Speaking of seafood, let say I want to go to Arboretum Seafood Extravaganza on Thursday, this Entertainer is so confusing here. There are three vouchers stating buffet with approx. saving AED 295. However according to Arboretum Madinat website it seems that Entertainer vouchers are accepted for lunch and saturday "carvery" only, while theme nights (including seafood) are excluded... In such case I am not sure how did Entertainer came up with AED 295 saving if the most expensive dinner buffet is excluded.


----------



## Made in Sheffield (Mar 12, 2014)

Malbec said:


> I am glad you are enjoying it, I am definitely after the era of the loyalty programs and discounts after spending few years in Singapore which in my opinion is one big loyalty program, where every single even small tea shop you wouldn't suspect has the loyalty card for rewards / discounts.
> 
> While I still do enjoy the discounts and will probably buy the entertainer book sooner or later, I am just saying that it forces certain spending behaviours where two person HAVE TO order a main course, otherwise no discount at all. Or when two persons ARE REQUIRED to dine to avail 1 for 1 buffet. Frankly speaking I would prefer a simple 25% off total bill instead of playing cat and mouse whether it is a buffet, lunch, friday or saturday brunch offer and whether it is eligible or not.
> 
> Speaking of seafood, let say I want to go to Arboretum Seafood Extravaganza on Thursday, this Entertainer is so confusing here. There are three vouchers stating buffet with approx. saving AED 295. However according to Arboretum Madinat website it seems that Entertainer vouchers are accepted for lunch and saturday "carvery" only, while theme nights (including seafood) are excluded... In such case I am not sure how did Entertainer came up with AED 295 saving if the most expensive dinner buffet is excluded.

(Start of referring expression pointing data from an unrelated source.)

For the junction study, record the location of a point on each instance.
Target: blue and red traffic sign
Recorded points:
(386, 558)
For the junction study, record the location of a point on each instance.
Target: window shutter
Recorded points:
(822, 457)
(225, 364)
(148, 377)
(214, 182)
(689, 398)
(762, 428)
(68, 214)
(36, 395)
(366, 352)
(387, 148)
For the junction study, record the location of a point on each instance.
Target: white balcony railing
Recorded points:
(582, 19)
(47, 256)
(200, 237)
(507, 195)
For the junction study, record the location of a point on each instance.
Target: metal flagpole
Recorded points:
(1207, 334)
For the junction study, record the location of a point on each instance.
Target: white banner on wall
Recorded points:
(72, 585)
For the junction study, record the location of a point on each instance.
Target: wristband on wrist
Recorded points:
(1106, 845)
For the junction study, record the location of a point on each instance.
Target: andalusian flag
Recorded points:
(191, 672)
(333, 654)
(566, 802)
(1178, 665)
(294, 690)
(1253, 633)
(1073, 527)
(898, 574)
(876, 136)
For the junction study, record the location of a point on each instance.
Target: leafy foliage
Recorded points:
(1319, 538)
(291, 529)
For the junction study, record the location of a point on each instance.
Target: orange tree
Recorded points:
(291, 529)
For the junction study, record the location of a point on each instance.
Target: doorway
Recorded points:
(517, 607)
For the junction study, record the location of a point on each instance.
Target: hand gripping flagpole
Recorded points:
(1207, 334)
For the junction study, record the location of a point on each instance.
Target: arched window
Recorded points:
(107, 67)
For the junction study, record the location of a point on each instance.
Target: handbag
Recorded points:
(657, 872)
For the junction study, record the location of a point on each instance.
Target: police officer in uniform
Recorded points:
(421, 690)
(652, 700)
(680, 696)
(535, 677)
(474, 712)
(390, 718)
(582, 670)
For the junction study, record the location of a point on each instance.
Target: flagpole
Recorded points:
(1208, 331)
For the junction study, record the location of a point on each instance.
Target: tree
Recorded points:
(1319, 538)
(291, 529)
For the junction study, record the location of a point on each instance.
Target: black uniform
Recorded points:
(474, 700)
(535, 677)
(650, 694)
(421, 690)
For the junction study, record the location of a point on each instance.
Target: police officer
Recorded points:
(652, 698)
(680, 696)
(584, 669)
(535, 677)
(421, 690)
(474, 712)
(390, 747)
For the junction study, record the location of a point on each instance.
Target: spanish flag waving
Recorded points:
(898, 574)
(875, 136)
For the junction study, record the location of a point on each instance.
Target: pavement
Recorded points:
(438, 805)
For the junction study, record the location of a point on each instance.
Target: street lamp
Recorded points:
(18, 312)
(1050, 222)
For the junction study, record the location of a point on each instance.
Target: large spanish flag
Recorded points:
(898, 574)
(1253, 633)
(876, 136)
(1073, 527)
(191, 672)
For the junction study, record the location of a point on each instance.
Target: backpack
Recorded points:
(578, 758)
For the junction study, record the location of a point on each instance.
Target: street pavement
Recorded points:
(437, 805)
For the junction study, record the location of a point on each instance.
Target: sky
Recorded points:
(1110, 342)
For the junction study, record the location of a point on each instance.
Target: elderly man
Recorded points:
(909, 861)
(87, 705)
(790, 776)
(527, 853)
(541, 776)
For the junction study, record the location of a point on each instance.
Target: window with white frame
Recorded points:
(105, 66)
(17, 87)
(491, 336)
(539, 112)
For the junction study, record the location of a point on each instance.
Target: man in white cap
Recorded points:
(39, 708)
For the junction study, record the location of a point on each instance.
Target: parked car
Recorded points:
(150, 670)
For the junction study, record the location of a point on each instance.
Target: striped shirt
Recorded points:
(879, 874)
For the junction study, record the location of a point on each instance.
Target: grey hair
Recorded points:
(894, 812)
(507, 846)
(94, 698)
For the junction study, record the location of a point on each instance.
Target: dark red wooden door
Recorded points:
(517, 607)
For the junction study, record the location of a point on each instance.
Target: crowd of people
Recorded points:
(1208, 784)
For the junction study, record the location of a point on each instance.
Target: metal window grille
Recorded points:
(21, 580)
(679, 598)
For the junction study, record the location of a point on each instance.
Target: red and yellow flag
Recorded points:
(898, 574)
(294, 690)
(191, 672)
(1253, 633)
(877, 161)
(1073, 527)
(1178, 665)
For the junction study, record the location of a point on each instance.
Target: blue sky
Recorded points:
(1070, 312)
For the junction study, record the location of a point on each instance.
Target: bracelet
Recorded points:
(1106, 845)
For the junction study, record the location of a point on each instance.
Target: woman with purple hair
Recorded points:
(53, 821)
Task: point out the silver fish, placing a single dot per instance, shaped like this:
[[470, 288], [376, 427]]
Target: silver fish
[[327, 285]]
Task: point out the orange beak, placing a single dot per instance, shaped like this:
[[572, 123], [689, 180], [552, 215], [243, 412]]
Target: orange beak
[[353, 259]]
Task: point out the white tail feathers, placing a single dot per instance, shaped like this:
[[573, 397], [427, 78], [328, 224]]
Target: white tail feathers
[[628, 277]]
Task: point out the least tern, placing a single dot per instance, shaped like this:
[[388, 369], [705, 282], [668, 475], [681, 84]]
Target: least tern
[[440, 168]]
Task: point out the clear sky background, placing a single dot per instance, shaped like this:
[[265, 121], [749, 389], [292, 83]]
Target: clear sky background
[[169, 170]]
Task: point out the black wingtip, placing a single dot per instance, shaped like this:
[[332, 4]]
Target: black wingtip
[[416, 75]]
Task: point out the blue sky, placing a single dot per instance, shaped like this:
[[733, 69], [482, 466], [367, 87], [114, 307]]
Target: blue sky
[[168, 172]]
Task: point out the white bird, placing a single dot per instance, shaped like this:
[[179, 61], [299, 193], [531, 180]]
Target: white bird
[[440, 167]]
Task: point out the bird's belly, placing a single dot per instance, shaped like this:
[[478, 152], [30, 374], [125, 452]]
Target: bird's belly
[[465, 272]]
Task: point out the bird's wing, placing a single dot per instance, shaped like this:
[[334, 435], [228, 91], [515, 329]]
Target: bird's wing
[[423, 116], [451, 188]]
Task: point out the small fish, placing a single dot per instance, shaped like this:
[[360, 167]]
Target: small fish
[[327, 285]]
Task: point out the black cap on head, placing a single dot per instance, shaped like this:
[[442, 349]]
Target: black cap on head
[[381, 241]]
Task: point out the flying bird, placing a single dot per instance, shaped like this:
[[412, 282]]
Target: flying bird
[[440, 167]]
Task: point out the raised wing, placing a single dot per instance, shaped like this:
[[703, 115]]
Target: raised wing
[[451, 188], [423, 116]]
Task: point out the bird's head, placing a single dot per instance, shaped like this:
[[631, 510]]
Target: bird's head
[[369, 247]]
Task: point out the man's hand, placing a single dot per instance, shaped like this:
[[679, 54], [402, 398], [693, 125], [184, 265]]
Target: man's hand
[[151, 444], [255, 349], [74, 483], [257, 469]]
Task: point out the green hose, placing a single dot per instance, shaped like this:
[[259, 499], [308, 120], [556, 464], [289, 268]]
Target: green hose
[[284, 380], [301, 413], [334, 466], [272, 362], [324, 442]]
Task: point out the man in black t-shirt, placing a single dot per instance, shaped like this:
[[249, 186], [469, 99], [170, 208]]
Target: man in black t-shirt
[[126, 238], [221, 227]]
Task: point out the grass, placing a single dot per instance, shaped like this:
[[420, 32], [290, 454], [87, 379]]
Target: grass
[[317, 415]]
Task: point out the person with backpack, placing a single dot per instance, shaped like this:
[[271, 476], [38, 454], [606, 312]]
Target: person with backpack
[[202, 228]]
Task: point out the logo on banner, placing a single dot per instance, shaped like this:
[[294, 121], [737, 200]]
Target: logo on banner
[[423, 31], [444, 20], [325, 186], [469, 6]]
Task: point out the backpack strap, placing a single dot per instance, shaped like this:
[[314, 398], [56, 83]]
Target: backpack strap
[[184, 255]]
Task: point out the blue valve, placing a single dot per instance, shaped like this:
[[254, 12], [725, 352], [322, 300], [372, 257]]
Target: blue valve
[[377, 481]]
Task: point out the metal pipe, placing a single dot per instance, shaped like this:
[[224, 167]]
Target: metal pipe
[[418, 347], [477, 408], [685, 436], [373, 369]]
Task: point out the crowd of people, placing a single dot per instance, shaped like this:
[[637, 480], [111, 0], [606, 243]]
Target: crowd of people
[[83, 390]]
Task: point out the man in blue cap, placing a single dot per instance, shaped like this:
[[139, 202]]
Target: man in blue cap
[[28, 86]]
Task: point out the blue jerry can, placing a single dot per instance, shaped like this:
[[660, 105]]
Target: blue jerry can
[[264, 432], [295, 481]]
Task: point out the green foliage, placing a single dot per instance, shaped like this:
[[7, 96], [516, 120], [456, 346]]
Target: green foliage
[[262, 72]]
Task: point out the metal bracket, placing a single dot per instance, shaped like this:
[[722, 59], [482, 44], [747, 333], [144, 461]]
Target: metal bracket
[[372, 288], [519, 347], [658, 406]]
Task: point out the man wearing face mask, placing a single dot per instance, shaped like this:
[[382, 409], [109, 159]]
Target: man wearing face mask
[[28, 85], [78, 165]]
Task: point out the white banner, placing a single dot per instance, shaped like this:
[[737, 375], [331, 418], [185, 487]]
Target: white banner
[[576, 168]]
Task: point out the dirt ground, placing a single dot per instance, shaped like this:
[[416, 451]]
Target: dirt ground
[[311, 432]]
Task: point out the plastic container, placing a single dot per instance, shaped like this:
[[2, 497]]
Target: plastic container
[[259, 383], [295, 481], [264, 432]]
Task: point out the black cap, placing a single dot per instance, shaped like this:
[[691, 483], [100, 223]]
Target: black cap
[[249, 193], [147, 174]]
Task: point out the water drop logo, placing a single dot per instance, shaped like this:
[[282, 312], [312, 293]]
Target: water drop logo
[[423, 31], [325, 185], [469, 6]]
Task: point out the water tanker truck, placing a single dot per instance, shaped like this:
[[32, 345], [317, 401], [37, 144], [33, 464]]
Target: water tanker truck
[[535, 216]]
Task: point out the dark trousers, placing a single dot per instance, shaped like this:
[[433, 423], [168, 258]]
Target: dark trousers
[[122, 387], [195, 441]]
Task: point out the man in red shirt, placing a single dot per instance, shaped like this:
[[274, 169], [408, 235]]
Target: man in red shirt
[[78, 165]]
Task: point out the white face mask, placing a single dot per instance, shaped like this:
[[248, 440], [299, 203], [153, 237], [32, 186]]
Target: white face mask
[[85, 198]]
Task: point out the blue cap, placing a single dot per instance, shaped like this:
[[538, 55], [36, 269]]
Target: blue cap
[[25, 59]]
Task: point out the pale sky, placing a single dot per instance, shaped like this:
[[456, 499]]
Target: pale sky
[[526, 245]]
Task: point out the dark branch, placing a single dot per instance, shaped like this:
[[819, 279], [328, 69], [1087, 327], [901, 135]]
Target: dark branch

We used to love going to Al Hambra when you could buy 4 tapas get 4 free with 1 voucher. They've now changed the rules so they're valid for main meals only. 

The whole experience of going to a Spanish restaurant, I feel, is to share lots of small dishes. 

It's annoying when they change the conditions. Won't be going there again.

*Having a full on spoilt expat paddy*


----------



## Fat Bhoy Tim (Feb 28, 2013)

Malbec said:


> I am glad you are enjoying it, I am definitely after the era of the loyalty programs and discounts after spending few years in Singapore which in my opinion is one big loyalty program, where every single even small tea shop you wouldn't suspect has the loyalty card for rewards / discounts.
> 
> While I still do enjoy the discounts and will probably buy the entertainer book sooner or later, I am just saying that it forces certain spending behaviours where two person HAVE TO order a main course, otherwise no discount at all. Or when two persons ARE REQUIRED to dine to avail 1 for 1 buffet. Frankly speaking I would prefer a simple 25% off total bill instead of playing cat and mouse whether it is a buffet, lunch, friday or saturday brunch offer and whether it is eligible or not.
> 
> Speaking of seafood, let say I want to go to Arboretum Seafood Extravaganza on Thursday, this Entertainer is so confusing here. There are three vouchers stating buffet with approx. saving AED 295. However according to Arboretum Madinat website it seems that Entertainer vouchers are accepted for lunch and saturday "carvery" only, while theme nights (including seafood) are excluded... In such case I am not sure how did Entertainer came up with AED 295 saving if the most expensive dinner buffet is excluded.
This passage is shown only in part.